Path: utzoo!utgpu!attcan!uunet!husc6!mailrus!ames!pasteur!ucbvax!VIOLET.BERKELEY.EDU!dlw
From: dlw@VIOLET.BERKELEY.EDU (David Wasley)
Newsgroups: comp.sys.proteon
Subject: Re: routing problem
Message-ID: <8808050159.AA28863@violet.berkeley.edu>
Date: 5 Aug 88 01:59:10 GMT
Sender: daemon@ucbvax.BERKELEY.EDU
Organization: The Internet
Lines: 76

Re:
	From swb@dainichi.tn.cornell.edu Thu Aug  4 14:22:57 1988
	To: dlw@violet.berkeley.edu (David Wasley)
	Cc: p4200@devvax.TN.CORNELL.EDU, cliff@cmsa.berkeley.edu,
	        vaf@score.stanford.edu, swb@dainichi.tn.cornell.edu
	Subject: Re: routing problem 
	Date: Thu, 04 Aug 88 17:21:26 -0400
	From: Scott Brim <swb@dainichi.tn.cornell.edu>
	
	Dave, is there anything else involved in the routing?  Backdoor
	connections not shown on your map?  Something translating between
	protocols?  EGP peers which are not really a homogeneous group?
	
	Do the metrics instantly pop to infinity or do they count to it?
	What filtering do you have on your interfaces (any?) to avoid
	routing "echoes"?

There are no back doors between the remote nets. The only routing protocol
used is RIP. The metrics (seem to) go instantly to infinity, as shown in
the log file output I sent. (The numbers are the actual metrics seen.)
I think this is reasonable assuming poisoned reverse.

There is one thing I didn't mention because I didn't think it relevant :-)
We're using 2 IP addresses on the same ethernet network controller on several
p4200's.  This is to implement different controls on routing information
interchange while avoiding an extra hop. Below is the more complete picture:

   (To NSFNET)
      net-A         net-B            net-C         net-D      ethernets
        |             |                |             |
    +-------+     +-------+        +-------+     +-------+
    | p4200 |     | p4200 |        | p4200 |     | p4200 |
    |  GW1  |     |  GW2  |        |  GW3  |     |  GW4  |
    +-------+     +-------+        +-------+     +-------+
        \             /                \             /
         \           /                  \           /
     pp-EA\         /pp-EB          pp-EC\         /pp-ED     pt-to-pt circuits
           \       /                      \       /
            \     /                        \     /
           +-------+                      +-------+
           | p4200 |                      | p4200 |
           |  GW5  |                      |  GW6  |
           +-------+                      +-------+
               |\                             |\
   net-E ------o-\----------------------------o-\---------------------
                  \                              \    one ethernet, 2 IP nets
   net-F ----------o--------o---------------o-----o-------------------
                            |               |
                        +-------+       +-------+
                        | p4200 |       | p4200 |
                        |  GW7  |       |  GW8  |
                        +-------+       +-------+
                          |   |           |   |
                       (To other subnets of net-F)
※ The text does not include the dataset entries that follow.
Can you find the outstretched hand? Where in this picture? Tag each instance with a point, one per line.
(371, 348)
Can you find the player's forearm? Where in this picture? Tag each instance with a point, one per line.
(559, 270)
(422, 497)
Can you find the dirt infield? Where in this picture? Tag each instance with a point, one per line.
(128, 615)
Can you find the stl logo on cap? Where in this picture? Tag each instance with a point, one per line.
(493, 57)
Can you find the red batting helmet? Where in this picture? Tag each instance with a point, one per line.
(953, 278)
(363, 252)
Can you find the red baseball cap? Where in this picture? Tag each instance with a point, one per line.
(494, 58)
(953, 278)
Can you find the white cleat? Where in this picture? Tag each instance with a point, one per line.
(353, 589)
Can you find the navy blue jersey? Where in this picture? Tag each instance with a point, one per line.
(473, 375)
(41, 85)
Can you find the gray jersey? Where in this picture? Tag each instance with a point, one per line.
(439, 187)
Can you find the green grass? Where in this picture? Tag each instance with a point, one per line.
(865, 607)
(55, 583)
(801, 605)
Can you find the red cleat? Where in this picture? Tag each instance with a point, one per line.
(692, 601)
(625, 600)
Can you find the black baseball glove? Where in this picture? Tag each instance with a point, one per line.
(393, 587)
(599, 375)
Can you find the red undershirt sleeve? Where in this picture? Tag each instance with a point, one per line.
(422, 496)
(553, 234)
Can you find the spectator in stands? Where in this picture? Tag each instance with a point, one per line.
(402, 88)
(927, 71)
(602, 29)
I was monitoring the net-F interface on box GW5, and seeing the 4 nets
beyond GW6 disappear, and then come back. There are no other nets beyond GW6.

One theory is that the routes were flopping between the net-E interface
and the net-F interface. This shouldn't happen because the metrics would
be identical, but it may be. (We ran an ethernet level trace this morning
but haven't analyzed it yet.) The non-16 metrics as seen by a query on
the net-F interface would indicate GW5 saw a route via its net-E interface;
metric 16's would indicate that the route was (then) via the net-F interface.

If it is flopping, I would have expected to see a more even distribution
of 16 & non-16 metrics.  On the other hand, maybe this is yet another example
of Van Jacobson's lock-step phenomenon.  But in that case, I would expect
them *always* to change together, which they don't.

To test this by inference, I change the configurations to "send nets" on
only the net-E interface (and allowed GW7 & 8 to listen only on that net).
It has been much more stable since then. I'll believe it after a day or so.

Maybe I'm just tilting at windmills...
	David